[tdwg-tag] TAG Road Map
roger at tdwg.org
Wed Aug 9 19:23:29 CEST 2006
Good to have your input.
This thread is getting a little difficult to read so I 'll just pick out
a few bits then spin out some new threads.
Steve Perry wrote:
> First, a silly point. The term "controlled vocabulary" is used by
> some as a synonym for "ontology". Can we find or coin a new term for
> concepts with a range of enumerated values that isn't overloaded?
> I agree with Rob that any "concept" with enumerated values ought to
> have those values represented as instances with assigned GUIDs. Some
> values will be blessed by the fact that they are stored in the core
> model but people will be free to invent their own without breaking
> existing software or mapping rules (at the expense of losing
> interoperability with software that only understands the approved
Sounds good. A terminology to talk about terminology would be good. I
think enumerated values is quiet a good one but am open to suggestions.
Any property with a range of instance of a class is really an
> First, since some of us are also involved in working to create data
> models that one day may be added to the semantic hub, is there a
> defined list of the common subset of modeling constructs (between UML,
> XSD, OWL, and RDFS) and suggestions about how to implement them?
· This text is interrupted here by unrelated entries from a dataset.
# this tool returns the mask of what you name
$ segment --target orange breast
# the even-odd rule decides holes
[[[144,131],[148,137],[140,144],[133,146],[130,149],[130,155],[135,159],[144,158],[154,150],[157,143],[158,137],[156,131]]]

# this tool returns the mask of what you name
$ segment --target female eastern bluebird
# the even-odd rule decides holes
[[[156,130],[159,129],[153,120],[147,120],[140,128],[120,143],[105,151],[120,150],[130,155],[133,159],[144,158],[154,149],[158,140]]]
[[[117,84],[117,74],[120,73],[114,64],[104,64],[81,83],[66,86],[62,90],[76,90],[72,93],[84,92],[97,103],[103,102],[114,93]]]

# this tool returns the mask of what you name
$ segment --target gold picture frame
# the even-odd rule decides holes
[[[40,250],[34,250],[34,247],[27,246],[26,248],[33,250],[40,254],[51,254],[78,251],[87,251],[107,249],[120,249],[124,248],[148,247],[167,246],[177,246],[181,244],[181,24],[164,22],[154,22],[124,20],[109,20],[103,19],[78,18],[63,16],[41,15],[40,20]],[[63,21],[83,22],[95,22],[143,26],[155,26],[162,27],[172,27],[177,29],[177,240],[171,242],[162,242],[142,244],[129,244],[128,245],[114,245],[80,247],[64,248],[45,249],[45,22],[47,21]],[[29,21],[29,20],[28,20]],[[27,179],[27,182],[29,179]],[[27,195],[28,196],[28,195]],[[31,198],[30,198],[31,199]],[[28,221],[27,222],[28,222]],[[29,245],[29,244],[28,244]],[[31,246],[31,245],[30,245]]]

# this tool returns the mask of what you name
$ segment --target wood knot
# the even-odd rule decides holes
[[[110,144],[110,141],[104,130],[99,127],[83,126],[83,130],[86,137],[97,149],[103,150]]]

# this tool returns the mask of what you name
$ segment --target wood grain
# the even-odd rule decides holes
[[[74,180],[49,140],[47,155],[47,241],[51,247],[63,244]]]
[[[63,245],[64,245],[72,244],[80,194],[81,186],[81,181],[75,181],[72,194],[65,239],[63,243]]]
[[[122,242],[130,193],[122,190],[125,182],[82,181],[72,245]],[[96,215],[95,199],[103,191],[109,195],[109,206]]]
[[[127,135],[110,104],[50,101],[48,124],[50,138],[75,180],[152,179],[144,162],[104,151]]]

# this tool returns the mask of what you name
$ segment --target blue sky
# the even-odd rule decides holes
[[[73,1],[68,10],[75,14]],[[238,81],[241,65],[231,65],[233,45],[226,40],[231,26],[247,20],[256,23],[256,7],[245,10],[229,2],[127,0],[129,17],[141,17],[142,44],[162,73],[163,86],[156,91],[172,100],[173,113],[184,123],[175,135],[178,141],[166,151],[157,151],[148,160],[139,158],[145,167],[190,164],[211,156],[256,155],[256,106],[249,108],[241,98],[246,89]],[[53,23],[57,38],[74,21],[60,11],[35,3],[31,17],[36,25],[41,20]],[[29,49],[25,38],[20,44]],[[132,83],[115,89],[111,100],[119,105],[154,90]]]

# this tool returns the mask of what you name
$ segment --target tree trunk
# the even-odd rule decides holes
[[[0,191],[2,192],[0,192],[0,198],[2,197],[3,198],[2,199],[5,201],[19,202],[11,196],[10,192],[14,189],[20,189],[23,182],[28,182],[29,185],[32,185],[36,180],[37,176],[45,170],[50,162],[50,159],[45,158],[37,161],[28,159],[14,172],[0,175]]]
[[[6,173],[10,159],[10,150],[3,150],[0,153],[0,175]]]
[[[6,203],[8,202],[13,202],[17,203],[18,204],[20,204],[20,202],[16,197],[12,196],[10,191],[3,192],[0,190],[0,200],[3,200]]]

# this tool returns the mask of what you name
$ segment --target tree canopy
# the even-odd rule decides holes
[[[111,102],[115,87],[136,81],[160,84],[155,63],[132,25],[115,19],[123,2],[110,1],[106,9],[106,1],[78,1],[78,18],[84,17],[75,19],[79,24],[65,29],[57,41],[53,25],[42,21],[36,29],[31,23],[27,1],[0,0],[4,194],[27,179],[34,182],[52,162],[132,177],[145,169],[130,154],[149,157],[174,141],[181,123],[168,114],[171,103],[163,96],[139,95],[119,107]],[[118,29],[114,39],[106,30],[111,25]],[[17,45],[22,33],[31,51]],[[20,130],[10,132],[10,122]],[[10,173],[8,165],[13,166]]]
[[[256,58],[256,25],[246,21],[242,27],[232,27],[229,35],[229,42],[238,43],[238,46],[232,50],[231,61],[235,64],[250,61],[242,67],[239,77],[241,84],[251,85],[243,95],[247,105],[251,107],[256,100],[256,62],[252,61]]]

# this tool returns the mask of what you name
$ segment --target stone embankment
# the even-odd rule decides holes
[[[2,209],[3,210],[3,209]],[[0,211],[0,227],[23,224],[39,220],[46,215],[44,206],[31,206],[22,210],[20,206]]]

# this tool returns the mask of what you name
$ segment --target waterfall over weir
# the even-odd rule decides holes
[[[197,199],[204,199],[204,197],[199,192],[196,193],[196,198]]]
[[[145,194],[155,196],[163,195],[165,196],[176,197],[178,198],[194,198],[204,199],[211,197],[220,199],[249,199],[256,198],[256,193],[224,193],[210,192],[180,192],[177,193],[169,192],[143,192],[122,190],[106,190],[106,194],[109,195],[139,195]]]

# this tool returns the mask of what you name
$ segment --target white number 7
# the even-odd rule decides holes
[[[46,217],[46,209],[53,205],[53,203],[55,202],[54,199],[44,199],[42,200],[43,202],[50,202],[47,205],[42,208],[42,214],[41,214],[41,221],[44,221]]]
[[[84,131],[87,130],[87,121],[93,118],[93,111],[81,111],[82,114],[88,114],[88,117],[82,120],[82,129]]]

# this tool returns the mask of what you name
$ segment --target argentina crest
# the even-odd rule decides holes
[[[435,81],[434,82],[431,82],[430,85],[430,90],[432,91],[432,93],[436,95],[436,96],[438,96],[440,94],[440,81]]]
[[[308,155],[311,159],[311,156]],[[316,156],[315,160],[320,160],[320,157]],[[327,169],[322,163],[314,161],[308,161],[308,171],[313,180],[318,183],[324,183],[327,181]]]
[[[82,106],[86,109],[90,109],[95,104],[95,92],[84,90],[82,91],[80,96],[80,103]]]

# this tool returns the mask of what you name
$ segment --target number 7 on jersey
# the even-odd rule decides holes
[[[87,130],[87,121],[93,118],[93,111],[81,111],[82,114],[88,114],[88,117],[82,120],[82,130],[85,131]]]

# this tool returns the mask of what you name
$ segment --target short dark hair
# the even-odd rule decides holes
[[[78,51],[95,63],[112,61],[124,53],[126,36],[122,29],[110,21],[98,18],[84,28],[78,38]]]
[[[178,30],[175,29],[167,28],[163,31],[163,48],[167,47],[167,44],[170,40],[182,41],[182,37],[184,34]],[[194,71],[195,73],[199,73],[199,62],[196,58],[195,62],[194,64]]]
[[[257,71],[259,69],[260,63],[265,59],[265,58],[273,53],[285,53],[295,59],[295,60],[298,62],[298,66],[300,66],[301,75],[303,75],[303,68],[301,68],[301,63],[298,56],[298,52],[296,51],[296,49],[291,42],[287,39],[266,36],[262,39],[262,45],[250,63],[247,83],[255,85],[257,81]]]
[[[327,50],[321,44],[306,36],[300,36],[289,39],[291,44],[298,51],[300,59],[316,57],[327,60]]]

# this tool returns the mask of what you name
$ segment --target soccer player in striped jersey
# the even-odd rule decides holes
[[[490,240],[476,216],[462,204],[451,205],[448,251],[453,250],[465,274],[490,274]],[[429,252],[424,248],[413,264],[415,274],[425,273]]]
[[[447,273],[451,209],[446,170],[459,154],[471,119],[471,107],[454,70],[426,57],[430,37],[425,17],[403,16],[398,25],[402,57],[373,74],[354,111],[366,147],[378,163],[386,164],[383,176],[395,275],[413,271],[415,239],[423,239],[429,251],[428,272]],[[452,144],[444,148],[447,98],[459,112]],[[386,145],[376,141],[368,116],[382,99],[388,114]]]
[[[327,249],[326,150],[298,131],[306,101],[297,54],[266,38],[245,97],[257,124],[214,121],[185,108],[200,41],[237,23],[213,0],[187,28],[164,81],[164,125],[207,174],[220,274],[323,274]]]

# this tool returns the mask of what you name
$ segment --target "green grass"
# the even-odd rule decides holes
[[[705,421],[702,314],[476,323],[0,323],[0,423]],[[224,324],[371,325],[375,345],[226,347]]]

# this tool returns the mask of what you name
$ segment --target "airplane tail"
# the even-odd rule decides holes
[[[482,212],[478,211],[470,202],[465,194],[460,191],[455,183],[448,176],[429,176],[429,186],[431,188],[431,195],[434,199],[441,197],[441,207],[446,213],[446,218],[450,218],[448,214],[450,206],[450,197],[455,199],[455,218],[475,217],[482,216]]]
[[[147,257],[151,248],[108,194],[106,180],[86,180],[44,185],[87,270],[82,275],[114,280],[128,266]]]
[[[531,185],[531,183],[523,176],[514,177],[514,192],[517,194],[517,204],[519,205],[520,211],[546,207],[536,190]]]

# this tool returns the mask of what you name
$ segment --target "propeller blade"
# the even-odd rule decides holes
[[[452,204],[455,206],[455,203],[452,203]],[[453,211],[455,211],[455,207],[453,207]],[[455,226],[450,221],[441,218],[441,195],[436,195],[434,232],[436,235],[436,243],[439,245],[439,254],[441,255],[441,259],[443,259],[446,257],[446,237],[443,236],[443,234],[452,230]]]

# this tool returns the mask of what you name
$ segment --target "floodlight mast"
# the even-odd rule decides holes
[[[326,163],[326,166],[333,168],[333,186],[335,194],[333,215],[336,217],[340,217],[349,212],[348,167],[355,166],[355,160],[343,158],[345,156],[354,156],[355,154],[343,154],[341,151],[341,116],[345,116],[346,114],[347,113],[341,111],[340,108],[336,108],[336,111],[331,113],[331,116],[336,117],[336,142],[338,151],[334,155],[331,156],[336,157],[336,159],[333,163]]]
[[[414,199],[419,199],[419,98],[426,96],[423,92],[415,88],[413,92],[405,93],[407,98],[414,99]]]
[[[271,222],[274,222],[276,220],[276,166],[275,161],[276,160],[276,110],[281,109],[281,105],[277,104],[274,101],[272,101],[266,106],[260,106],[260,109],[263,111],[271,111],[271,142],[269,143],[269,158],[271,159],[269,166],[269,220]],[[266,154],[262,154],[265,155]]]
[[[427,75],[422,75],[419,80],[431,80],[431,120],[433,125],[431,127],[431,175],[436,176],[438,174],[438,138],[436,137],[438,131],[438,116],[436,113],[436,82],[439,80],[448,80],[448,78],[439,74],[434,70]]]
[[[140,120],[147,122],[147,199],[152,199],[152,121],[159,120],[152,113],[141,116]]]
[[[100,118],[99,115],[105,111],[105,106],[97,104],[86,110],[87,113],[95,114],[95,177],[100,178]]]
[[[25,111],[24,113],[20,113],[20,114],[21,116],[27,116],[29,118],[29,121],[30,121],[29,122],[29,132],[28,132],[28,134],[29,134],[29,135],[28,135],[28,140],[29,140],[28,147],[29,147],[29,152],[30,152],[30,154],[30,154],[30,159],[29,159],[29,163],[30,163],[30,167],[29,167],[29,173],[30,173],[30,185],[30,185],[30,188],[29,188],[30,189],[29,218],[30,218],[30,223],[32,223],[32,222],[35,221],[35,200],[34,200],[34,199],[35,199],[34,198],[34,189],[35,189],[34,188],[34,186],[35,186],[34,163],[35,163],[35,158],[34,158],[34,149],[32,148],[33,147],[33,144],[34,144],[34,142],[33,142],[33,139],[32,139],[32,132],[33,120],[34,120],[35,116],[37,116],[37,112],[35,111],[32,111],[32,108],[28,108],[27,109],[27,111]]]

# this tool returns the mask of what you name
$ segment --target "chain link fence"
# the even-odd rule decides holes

Are
> there discussions about what constructs will be dropped and the
> trade-offs of different implementations?
I am hoping to kick the discussion off. Donald made the point on an
earlier version of the road map document that I should expand on the
basic lists of constructs (I use the word construct as I can't think of
another term for the things we use to construct our ontology) but I
decided to leave it 'enigmatic' so it would kick off the debate.
> For example, it could be argued that N-ary associations could be
> implemented in RDFS and OWL (and perhaps in XML-Schemas that can
> describe directed labeled graphs through the use of GUIDs), but from
> the research community, the recommended implementation for N-ary
> associations in RDF-based systems is reification. As implementors of
> systems that work with RDF-based data, we feel that reification is not
> the way to go and that it may be better to drop support for N-ary
> associations rather than put in place a "flawed work-around" like
> reification. Just off the top of my head there are also issues with
> modeling arbitrary cardinality, cardinality on one or both sides of an
> association, primitive type mapping and data type promotion, modeling
> aggregation and/or composition (sequences and bags mean anonymous
> nodes which don't play nice in a system that uses GUIDs to name
> resources), and how to implement many of these modeling constructs in
> XSD which was designed to describe trees (not graphs) and has no
> built-in notion of global identifiers.
What I would like to do is start from the position of 0 constructs and
then add them in one at a time (stopping when we have the bear minimum
we need to communicate) rather than look for an intersection of known
target languages. This is because less means less
implementation/documentation etc it also means when another language
appears that we have to support we are less likely to have used
something that it can't do. Rather contentiously I think it will also
make it easier for us to agree on models - easier for people to
understand and appreciate the alternative ways of modeling something
before settling on one.
I am just thinking about how to kick off the debate on constructs and
have started a wiki page here:
but running out of time today so will have to work on it tomorrow.
The big ones I'd like to start discussion with are cardinality and
multiple inheritance. I have good arguments for not having either (just
not sure how to state the inheritance ones). I'll maybe kick off with
and email on cardinality tomorrow. I tried it out on Jessie, Rob and
Robert last week and they seemed OK about it - but may have just been
The big question is "What is business/application logic and what is
> I don't mean to get bogged down in detail or to make trouble, but
> creation of the concrete data models (in XSD, RDFS, OWL, etc.) from
> the abstract semantic core will depend on sorting all these issues
> out. Is there a place where these discussions are happening and is
> there some way that implementors can feed back into the decisions made
> on these issues by the technical infrastructure group?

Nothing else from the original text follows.